A brand new ‘robust’ framework was being woven and nailed together, so the Prime Minister announced at the end of last week. It’s barely a year since he presented the UK with a similar kind of structure, which he called the Windsor Framework. I imagined it to resemble in some way a Windsor chair. In 1766, the newspaper Jackson’s Oxford Journal (which still had more than a century of success ahead of it) declared that ‘the Bodleian Library has most confessedly been very much improved by the Introduction of Windsor-Chairs, so admirably calculated for Ornament and Repose’. The Windsor framework didn’t prove quite so reposeful.

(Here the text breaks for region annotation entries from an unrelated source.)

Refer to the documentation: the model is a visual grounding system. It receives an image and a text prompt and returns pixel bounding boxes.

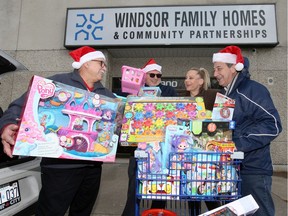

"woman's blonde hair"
[190,68,211,90]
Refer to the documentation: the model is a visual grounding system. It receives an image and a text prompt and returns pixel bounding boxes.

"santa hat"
[142,58,162,73]
[69,46,105,69]
[213,46,244,71]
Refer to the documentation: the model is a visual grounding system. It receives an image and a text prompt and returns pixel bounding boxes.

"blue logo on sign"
[74,14,104,40]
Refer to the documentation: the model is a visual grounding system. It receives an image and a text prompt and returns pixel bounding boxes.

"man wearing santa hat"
[122,58,177,216]
[213,46,282,216]
[0,46,115,216]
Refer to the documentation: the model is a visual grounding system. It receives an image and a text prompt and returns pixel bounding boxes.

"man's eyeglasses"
[149,73,162,79]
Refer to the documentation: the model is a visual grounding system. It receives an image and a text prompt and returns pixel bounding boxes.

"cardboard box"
[13,76,120,162]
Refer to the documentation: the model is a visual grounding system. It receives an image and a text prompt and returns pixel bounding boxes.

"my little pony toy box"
[13,76,121,162]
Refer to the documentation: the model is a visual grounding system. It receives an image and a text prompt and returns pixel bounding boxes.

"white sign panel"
[65,4,278,47]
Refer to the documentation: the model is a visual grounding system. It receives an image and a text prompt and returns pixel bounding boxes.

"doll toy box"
[121,65,145,95]
[120,96,206,146]
[138,86,161,97]
[13,76,121,162]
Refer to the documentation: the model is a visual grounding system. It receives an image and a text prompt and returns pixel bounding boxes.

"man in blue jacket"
[213,46,282,216]
[0,46,115,216]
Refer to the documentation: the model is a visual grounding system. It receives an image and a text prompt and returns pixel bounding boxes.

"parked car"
[0,50,41,216]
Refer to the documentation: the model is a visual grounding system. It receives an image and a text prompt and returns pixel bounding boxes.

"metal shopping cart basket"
[135,151,243,216]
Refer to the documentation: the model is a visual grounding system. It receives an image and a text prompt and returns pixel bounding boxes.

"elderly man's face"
[214,62,237,87]
[145,70,162,87]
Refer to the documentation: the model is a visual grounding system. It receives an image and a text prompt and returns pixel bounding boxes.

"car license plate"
[0,181,21,211]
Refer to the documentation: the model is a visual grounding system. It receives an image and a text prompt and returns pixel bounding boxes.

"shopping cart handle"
[231,151,244,159]
[134,150,148,158]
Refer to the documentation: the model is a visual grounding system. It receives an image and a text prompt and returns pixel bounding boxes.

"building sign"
[112,77,222,97]
[65,4,278,47]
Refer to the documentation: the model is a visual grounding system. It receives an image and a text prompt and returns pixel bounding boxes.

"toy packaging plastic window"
[13,76,120,162]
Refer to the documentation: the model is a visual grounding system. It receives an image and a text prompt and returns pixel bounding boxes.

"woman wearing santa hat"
[213,46,282,216]
[0,46,115,216]
[122,58,177,216]
[184,67,221,216]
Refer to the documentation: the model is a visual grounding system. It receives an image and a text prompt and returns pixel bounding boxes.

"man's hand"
[1,124,19,158]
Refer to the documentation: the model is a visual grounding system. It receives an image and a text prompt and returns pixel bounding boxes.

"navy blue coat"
[228,69,282,176]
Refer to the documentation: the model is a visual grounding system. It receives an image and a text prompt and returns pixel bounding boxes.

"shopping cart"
[135,151,242,216]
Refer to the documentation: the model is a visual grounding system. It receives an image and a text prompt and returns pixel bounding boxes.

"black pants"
[122,157,166,216]
[36,165,102,216]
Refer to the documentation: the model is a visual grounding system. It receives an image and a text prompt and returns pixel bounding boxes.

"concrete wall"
[0,0,287,168]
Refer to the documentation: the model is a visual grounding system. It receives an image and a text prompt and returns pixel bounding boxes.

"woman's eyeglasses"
[149,73,162,79]
[91,60,107,68]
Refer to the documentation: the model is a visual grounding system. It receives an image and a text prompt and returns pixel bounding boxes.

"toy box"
[138,87,161,97]
[212,92,235,121]
[13,76,120,162]
[120,96,206,146]
[121,65,145,95]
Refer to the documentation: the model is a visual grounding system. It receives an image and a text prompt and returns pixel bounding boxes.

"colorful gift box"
[120,96,206,146]
[121,65,145,95]
[13,76,120,162]
[138,87,161,97]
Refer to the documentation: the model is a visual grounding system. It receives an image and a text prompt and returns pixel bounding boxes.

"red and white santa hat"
[213,46,244,71]
[142,58,162,73]
[69,46,106,69]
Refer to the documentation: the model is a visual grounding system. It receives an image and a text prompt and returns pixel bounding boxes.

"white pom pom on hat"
[69,46,106,69]
[142,58,162,73]
[213,46,244,71]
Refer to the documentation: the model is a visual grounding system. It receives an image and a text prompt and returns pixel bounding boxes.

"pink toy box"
[138,86,162,97]
[13,76,120,162]
[121,65,145,95]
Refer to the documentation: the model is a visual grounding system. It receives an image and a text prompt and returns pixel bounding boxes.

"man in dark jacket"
[0,46,115,216]
[122,59,177,216]
[213,46,282,216]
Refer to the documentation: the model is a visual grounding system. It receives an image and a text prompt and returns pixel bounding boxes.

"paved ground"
[92,158,287,216]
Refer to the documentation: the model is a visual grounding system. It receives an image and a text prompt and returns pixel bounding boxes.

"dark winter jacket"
[0,70,115,168]
[227,69,282,176]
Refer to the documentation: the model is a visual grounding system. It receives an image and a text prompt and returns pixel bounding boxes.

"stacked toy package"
[13,76,121,162]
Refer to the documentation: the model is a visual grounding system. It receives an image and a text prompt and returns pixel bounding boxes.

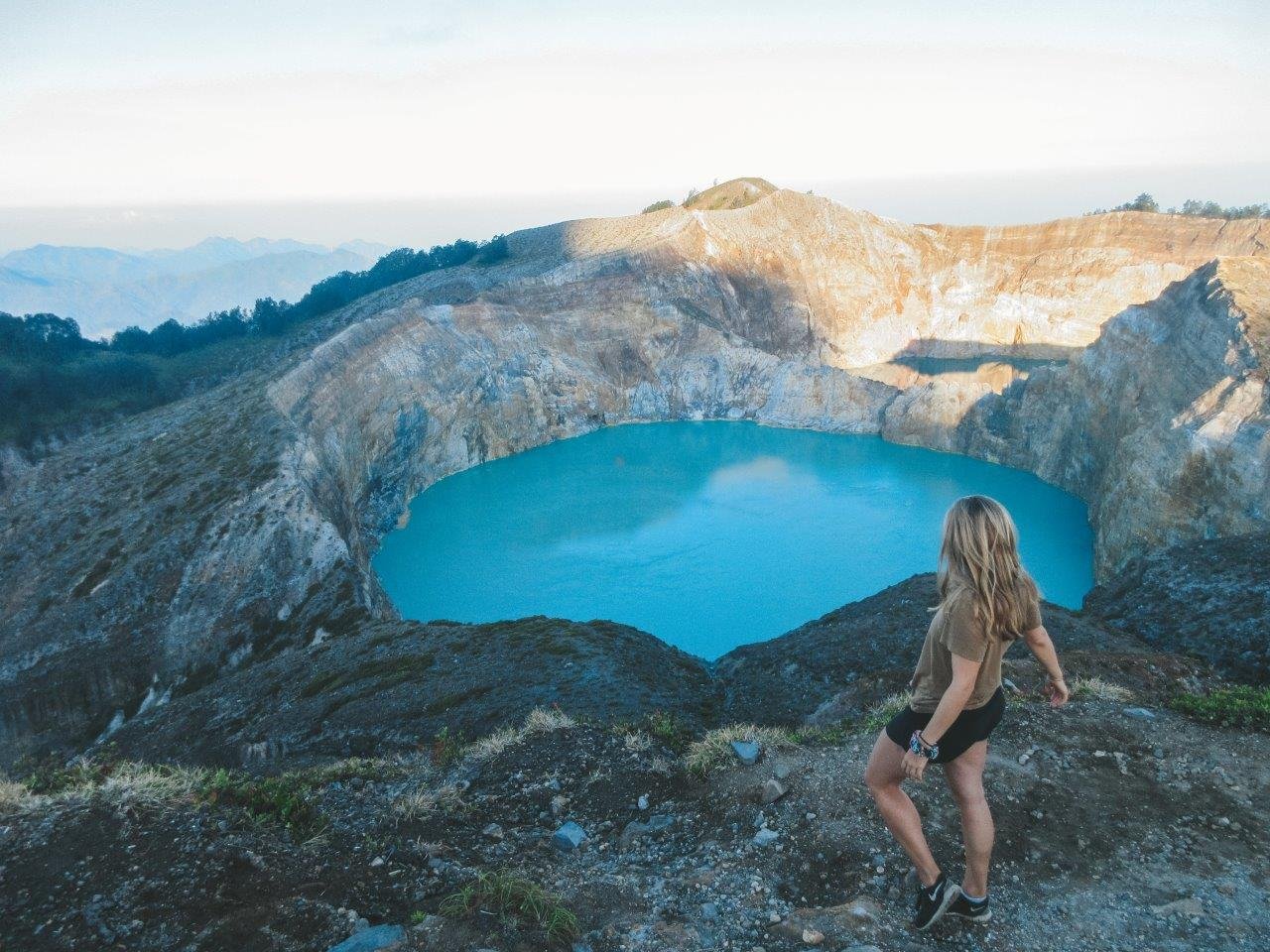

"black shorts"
[886,688,1006,765]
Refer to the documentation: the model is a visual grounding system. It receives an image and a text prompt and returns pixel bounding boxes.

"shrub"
[440,870,579,942]
[194,767,325,837]
[1172,684,1270,733]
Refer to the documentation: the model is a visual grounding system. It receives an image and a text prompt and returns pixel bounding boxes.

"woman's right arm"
[1024,625,1072,707]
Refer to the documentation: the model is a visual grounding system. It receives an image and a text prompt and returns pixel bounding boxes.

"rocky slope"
[0,182,1267,762]
[0,619,1270,952]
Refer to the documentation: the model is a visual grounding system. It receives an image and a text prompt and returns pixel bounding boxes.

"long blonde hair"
[938,496,1040,641]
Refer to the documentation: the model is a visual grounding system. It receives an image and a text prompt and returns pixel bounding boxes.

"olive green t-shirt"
[909,589,1040,713]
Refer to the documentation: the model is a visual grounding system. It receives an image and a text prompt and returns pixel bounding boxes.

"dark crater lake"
[373,421,1093,660]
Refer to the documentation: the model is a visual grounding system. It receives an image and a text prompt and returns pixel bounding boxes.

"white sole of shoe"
[917,886,961,932]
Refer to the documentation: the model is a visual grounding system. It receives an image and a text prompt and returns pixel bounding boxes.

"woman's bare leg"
[944,740,996,896]
[865,731,945,894]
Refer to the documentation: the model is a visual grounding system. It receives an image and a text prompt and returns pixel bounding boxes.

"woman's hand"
[1043,675,1072,708]
[901,750,930,783]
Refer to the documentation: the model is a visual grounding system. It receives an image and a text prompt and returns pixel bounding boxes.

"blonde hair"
[938,496,1040,641]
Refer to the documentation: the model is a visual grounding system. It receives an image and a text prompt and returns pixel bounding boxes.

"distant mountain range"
[0,237,389,336]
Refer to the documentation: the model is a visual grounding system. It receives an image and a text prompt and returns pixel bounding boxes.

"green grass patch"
[431,727,463,771]
[1171,684,1270,733]
[440,870,579,943]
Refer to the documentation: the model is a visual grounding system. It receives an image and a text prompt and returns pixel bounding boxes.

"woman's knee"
[865,761,899,797]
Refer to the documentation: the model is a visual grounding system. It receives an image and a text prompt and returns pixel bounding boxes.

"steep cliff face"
[0,191,1270,761]
[914,258,1270,575]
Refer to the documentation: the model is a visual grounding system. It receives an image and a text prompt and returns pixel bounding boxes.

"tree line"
[1085,191,1270,221]
[0,235,509,450]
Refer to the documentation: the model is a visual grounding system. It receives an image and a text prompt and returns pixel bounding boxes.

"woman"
[865,496,1071,929]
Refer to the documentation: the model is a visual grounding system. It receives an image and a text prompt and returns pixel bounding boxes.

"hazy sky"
[0,0,1270,246]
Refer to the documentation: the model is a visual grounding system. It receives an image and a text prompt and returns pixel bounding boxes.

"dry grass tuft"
[393,783,464,820]
[622,730,653,754]
[684,724,798,775]
[1072,678,1133,703]
[463,707,577,761]
[0,776,40,813]
[861,690,913,731]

There is no agreement on what a framework should look like. Someone in the Guardian was complaining recently that the English Football League lacked ‘a clear and transparent framework’ for sanctions. That sounds like the glass cucumber frame into which the White Rabbit fell in Alice in Wonderland. Everything seems to need a framework to keep it in order. There are sentencing frameworks, a flood-recovery framework, a Rugby League framework on head-on-head contact, and a judicial framework that makes it impossible, so a judge complained last month, ‘to be both “trans” and a salaried, fairly prominent judge’.

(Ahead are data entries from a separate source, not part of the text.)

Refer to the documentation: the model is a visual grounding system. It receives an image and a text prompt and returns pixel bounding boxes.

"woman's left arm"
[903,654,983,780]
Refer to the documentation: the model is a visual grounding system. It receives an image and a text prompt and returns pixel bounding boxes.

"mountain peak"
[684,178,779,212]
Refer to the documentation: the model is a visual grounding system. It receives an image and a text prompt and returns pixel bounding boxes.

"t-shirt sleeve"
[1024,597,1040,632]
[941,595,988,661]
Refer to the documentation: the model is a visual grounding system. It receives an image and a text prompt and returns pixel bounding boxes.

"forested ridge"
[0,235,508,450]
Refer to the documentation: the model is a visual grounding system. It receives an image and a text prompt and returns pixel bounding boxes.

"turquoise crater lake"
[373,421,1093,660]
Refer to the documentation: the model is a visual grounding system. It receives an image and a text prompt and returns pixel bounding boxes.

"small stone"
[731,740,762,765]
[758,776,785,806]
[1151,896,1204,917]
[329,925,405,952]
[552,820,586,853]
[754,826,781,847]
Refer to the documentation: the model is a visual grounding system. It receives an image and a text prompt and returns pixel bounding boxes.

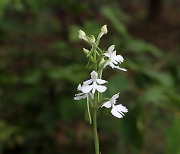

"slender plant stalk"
[93,46,99,154]
[93,104,99,154]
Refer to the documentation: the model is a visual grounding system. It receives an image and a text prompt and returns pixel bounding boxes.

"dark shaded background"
[0,0,180,154]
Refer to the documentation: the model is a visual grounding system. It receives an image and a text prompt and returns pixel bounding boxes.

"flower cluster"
[74,25,128,119]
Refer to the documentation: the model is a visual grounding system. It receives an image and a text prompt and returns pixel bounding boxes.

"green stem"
[93,100,99,154]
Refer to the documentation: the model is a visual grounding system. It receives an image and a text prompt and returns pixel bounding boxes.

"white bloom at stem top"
[101,93,128,118]
[79,30,88,42]
[104,45,127,71]
[74,84,92,100]
[82,71,107,94]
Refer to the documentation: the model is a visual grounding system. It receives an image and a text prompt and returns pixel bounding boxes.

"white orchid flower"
[74,84,94,100]
[82,71,107,94]
[74,84,94,124]
[104,45,127,71]
[79,30,88,42]
[101,93,128,118]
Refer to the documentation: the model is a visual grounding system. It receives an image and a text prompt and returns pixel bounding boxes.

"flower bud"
[101,25,107,34]
[99,58,106,69]
[83,48,89,55]
[79,30,86,39]
[89,35,96,44]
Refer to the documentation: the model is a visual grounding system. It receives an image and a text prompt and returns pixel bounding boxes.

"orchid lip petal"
[82,85,93,93]
[101,101,112,108]
[96,85,107,93]
[96,79,107,84]
[111,108,123,118]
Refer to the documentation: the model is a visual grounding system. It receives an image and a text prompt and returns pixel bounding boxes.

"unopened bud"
[83,48,89,55]
[99,58,107,69]
[89,35,96,44]
[79,30,86,39]
[101,25,107,34]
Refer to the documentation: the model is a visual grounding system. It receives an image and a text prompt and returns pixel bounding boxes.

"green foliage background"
[0,0,180,154]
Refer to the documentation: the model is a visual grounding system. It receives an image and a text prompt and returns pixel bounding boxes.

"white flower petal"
[101,101,111,108]
[84,79,93,84]
[108,45,115,53]
[115,55,124,63]
[82,85,93,93]
[74,93,88,100]
[89,93,94,99]
[96,79,107,84]
[111,93,119,104]
[77,84,82,91]
[92,82,97,94]
[115,66,127,71]
[115,104,128,113]
[109,61,116,69]
[96,85,107,93]
[104,53,111,58]
[91,71,98,78]
[111,107,123,118]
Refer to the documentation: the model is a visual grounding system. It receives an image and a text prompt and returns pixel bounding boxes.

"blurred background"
[0,0,180,154]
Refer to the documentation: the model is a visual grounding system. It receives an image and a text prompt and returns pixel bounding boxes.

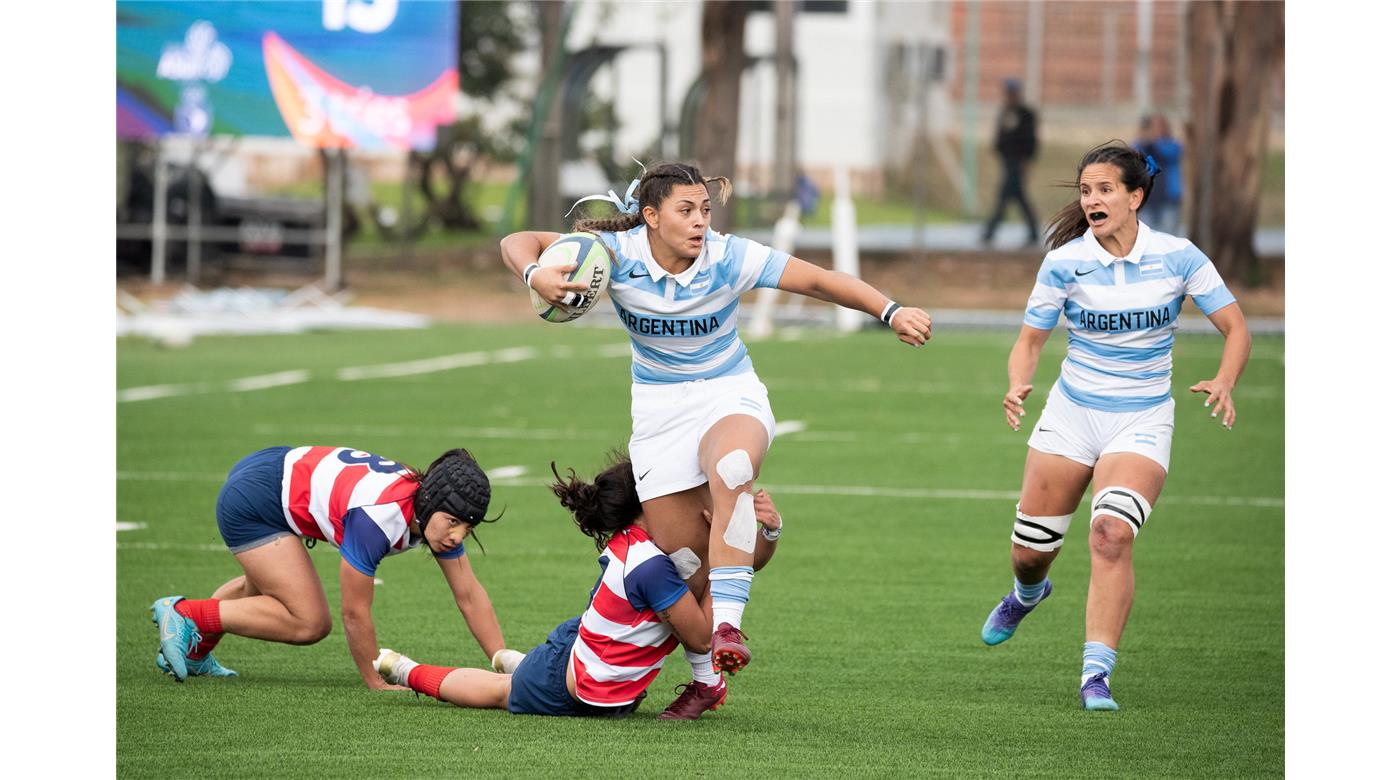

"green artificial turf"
[116,323,1284,777]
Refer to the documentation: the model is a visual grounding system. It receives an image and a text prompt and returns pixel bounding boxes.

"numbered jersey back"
[281,447,419,555]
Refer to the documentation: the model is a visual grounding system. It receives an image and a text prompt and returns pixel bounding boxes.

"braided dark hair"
[549,450,641,552]
[1046,140,1159,249]
[574,162,734,232]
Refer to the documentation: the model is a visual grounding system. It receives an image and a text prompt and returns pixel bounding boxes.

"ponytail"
[549,451,641,552]
[566,162,734,232]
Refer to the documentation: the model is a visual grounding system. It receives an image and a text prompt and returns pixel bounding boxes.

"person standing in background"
[981,78,1040,248]
[1133,113,1182,235]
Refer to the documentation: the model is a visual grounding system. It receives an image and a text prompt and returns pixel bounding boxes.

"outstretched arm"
[340,559,403,690]
[501,231,588,305]
[657,590,714,653]
[778,258,932,347]
[437,553,505,658]
[753,489,783,571]
[1001,325,1050,431]
[1191,304,1253,429]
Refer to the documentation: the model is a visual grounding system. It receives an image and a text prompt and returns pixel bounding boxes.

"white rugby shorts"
[1028,382,1176,471]
[627,371,777,501]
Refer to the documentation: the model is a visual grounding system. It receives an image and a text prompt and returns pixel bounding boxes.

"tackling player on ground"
[501,162,931,711]
[981,141,1250,710]
[151,447,514,689]
[375,457,783,720]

When explaining the science of perspective, I can see how it helped to sketch lines superimposed on the visible world. For a while physicists imagined a framework, later a frame of reference, bolted on to the universe, against which to describe movement in space and time. Such a framework, used metaphorically, was then applied to any area of activity to impose inescapable rules. The same use was made of the metaphor guidelines. These were first used literally in the business of surveying. Now guidelines have sometimes drifted from being voluntary indicators to become strict penal laws.